Now you can interactively write your R code that manipulates the InputDataSet dataframe until you are happy with it. Remember that you can always just select the R code that you run interactively in the editor and send it to the R Interactive window by pressing CTRL+ENTER.

StoredProcedure.Template.sql is the file that contains the template for generating your SQL Stored Procedure. The _RCODE_ placeholder will be replaced by the contents of the StoredProcedure.R file. The _INPUT_QUERY_ placeholder will be replaced by the contents of the StoredProcedure.Query.sql file. Finally, you will need to describe the schema of the result set that is returned from the Stored Procedure by editing the WITH RESULT SETS clause. Here you will need to identify the columns from the OutputDataSet dataframe that you want to return to the caller of the stored procedure.

For example, if you had a query that looked like this:

Sample SQL Query

You will use the following WITH RESULT SETS clause to specify the data types of the return values:

Template File With Result Sets Clause

Finally, when you are ready to publish your completed stored procedure to SQL Server, you can run the Data > Publish With Options command from the R Tools menu.
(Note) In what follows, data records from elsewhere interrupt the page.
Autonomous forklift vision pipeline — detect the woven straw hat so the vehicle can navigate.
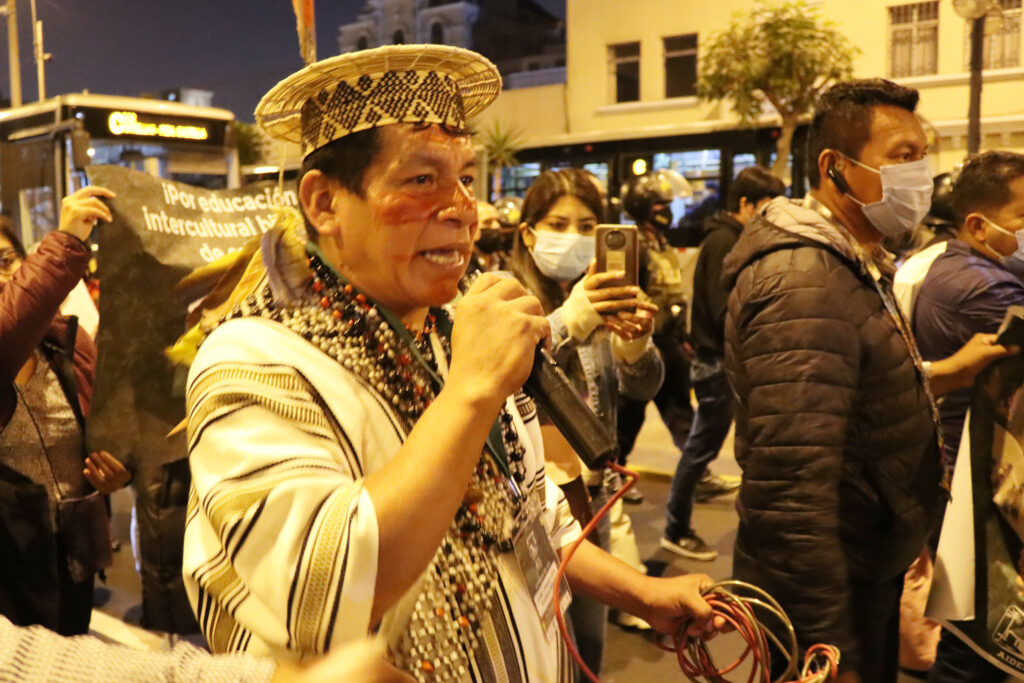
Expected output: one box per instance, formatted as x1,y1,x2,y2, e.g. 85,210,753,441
255,44,502,157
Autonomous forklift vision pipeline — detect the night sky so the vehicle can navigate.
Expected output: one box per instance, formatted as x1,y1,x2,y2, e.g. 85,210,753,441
0,0,366,121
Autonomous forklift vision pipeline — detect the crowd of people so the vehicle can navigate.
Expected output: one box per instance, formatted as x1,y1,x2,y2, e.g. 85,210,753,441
4,40,1024,683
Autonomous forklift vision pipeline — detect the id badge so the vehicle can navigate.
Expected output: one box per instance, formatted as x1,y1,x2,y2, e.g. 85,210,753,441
512,511,572,640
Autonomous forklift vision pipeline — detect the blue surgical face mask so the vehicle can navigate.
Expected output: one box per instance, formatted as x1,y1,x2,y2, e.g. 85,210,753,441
528,228,595,281
982,216,1024,276
842,155,933,238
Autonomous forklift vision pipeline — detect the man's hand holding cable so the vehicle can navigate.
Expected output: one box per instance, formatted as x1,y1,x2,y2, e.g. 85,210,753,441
634,573,724,639
563,541,725,641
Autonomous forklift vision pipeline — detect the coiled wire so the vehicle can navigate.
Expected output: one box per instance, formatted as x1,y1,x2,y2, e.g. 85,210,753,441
553,463,840,683
660,579,840,683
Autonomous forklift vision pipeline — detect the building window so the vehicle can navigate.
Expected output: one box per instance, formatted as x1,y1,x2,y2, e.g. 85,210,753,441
430,22,444,44
609,42,640,103
889,2,939,77
501,162,542,197
963,0,1022,69
664,34,698,98
393,29,405,45
356,35,369,51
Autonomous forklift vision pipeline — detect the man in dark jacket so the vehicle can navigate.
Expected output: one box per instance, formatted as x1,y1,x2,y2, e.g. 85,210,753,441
661,166,784,561
723,78,1011,682
915,152,1024,472
912,151,1024,682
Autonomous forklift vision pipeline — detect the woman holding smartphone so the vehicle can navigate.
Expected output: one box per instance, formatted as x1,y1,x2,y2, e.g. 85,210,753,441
506,168,664,676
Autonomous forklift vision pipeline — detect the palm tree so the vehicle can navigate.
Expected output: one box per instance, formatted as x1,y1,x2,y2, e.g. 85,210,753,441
233,122,266,167
478,119,522,201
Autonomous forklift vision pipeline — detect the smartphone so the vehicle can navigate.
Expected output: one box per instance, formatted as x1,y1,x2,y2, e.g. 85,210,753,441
595,224,639,288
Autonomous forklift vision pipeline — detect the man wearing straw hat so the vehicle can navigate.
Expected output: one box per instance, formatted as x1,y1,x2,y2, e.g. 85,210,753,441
180,44,719,680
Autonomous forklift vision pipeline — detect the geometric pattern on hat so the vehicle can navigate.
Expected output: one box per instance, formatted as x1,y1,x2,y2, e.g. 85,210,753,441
255,44,502,157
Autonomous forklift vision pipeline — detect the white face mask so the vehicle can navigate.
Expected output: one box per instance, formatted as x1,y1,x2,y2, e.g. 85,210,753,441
842,156,933,238
528,228,595,281
982,216,1024,276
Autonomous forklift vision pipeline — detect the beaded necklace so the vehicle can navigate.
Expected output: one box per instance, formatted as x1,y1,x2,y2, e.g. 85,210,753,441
220,251,533,681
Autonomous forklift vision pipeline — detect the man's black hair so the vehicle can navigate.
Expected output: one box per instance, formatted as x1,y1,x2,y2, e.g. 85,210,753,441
298,128,381,239
951,151,1024,224
725,166,786,213
300,127,382,200
805,78,920,189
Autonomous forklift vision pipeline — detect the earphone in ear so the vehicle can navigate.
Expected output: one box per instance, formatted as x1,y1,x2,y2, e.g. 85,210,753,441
827,165,851,195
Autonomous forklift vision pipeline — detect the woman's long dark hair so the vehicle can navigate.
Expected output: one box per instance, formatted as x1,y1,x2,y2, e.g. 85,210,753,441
508,169,605,314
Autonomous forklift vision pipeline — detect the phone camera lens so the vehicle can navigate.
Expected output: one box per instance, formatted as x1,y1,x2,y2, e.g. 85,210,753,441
605,230,626,249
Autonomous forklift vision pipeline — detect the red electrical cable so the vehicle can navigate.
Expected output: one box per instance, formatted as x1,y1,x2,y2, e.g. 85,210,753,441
553,463,635,683
552,462,841,683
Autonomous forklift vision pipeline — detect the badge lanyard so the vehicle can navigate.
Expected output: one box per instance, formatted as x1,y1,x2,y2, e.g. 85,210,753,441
805,200,948,488
306,244,515,479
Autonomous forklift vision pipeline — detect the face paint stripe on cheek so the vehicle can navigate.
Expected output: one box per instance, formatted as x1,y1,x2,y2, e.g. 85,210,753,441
374,187,440,224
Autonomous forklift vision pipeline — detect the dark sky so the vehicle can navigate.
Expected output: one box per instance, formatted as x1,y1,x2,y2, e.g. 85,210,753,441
0,0,367,121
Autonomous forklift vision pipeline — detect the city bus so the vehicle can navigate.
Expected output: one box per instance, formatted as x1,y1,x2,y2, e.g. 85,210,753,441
0,93,238,246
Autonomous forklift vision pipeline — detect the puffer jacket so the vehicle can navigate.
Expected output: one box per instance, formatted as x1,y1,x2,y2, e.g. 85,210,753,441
722,197,942,668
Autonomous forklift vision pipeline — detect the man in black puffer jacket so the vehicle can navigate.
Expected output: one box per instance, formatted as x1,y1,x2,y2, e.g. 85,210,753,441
723,79,1013,683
Here, you will specify that you want to publish to the database, and RTVS will build and publish your new stored procedure to SQL Server:

Publish Stored Procedure

If you have the SQL Server Object Explorer open in Visual Studio, you will see your published stored procedure in the Programmability / Stored Procedures folder of your database:

SQL Object Explorer showing new stored procedure

You can even directly execute it from the Object Explorer by right-clicking on it and running the Execute Procedure command, or by calling it interactively from a .sql query window.